Ensemble Methods for Learning Features of Heterogeneous Treatment Effects • ensembleHTE

Overview

ensembleHTE detects and characterizes heterogeneous treatment effects (HTE) in randomized experiments, and supports standard prediction tasks with valid downstream inference. It uses repeated cross-fitting—where every observation is used for both training and evaluation—and combines predictions from multiple ML algorithms to produce stable estimates and avoid the multiple-testing issues that arise from having to pick a single best algorithm.

Two main entry points:

ensemble_hte() — estimate heterogeneous treatment effects.
ensemble_pred() — predict an outcome (no treatment structure needed).

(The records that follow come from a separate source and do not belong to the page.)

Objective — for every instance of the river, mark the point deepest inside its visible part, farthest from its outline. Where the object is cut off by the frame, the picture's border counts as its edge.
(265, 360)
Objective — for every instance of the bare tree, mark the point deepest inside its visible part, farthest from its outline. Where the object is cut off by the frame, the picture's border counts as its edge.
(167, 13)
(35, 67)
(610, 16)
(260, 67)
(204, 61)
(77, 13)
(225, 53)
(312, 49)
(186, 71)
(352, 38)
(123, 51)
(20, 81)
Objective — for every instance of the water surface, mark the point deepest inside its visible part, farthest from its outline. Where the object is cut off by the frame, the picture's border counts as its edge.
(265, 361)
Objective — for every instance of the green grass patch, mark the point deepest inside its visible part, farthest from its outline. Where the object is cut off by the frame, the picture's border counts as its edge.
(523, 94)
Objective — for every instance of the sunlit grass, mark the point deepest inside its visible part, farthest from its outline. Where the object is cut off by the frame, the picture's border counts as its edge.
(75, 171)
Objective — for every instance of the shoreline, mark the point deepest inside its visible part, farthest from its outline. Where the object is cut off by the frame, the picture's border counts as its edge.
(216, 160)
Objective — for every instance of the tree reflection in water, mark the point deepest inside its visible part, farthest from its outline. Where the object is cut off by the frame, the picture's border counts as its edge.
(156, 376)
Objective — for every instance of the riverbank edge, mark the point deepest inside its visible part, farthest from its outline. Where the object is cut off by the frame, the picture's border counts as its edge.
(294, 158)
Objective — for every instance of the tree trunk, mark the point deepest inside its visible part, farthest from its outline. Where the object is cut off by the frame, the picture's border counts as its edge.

A suite of analysis functions—blp(), gates(), gavs(), clan(), and their restricted counterparts—lets you test for heterogeneity, characterize who is in each group, and compare targeting strategies.

For the statistical foundations, see Fava (2025).

Installation

You can install the development version of ensembleHTE from GitHub:

# install.packages("devtools")
devtools::install_github("bfava/ensembleHTE")

Quick Start

library(ensembleHTE)
data(microcredit)

# 1. Fit ensemble HTE model
covariates <- c("css_creditscorefinal", "lower_window",
                "own_anybus", "max_yearsinbusiness", "css_assetvalue")

fit <- ensemble_hte(
  Y = "exp_yrly_end",
  D = "treat",
  X = covariates,
  data       = microcredit,
  prop_score = "prop_score",
  algorithms = c("grf", "glmnet", "xgboost"),
  M = 20,
  K = 4
)

# 2. View results
print(fit)
summary(fit)

# 3. Analyze treatment effect heterogeneity
blp_results   <- blp(fit)                    # Best Linear Predictor
gates_results <- gates(fit, n_groups = 3)    # Group Average Treatment Effects
clan_results  <- clan(fit, n_groups = 3)     # Classification Analysis

# 4. Visualize
plot(gates_results)
plot(clan_results)

# --- Prediction task (no treatment structure) ---

# Predict bank profits (observed only for borrowers who took a loan)
has_loan <- microcredit$treat == 1 & microcredit$loan_size > 0

fit_pred <- ensemble_pred(
  Y    = "bank_profits_pp",
  X    = covariates,
  data = microcredit,
  train_idx  = has_loan,
  algorithms = c("grf", "glmnet", "xgboost"),
  M = 20,
  K = 4
)

summary(fit_pred)
gavs_results <- gavs(fit_pred, n_groups = 3)
plot(gavs_results)

Main Functions

Estimation

ensemble_hte(): Fit ensemble heterogeneous treatment effect model
ensemble_pred(): Fit ensemble prediction model (without treatment effects)

Analysis

blp() / blp_pred(): Best Linear Predictor (test for heterogeneity / calibration)
gates(): Group Average Treatment Effects
gavs(): Group Averages for prediction tasks
clan(): Classification Analysis — characterize high/low effect groups

Restricted comparisons

gates_restricted(): Compare GATES under unrestricted vs. equity-constrained targeting
gavs_restricted(): Compare GAVS under unrestricted vs. equity-constrained targeting

Getting Help

If you encounter a bug or have a feature request, please file an issue.

Citation

If you use this package in your research, please cite:

@article{fava2025training,
  title={Training and Testing with Multiple Splits: A Central Limit Theorem for Split-Sample Estimators},
  author={Fava, Bruno},
  journal={arXiv preprint arXiv:2511.04957},
  year={2025}
}

License

Apache License 2.0 — see LICENSE file for details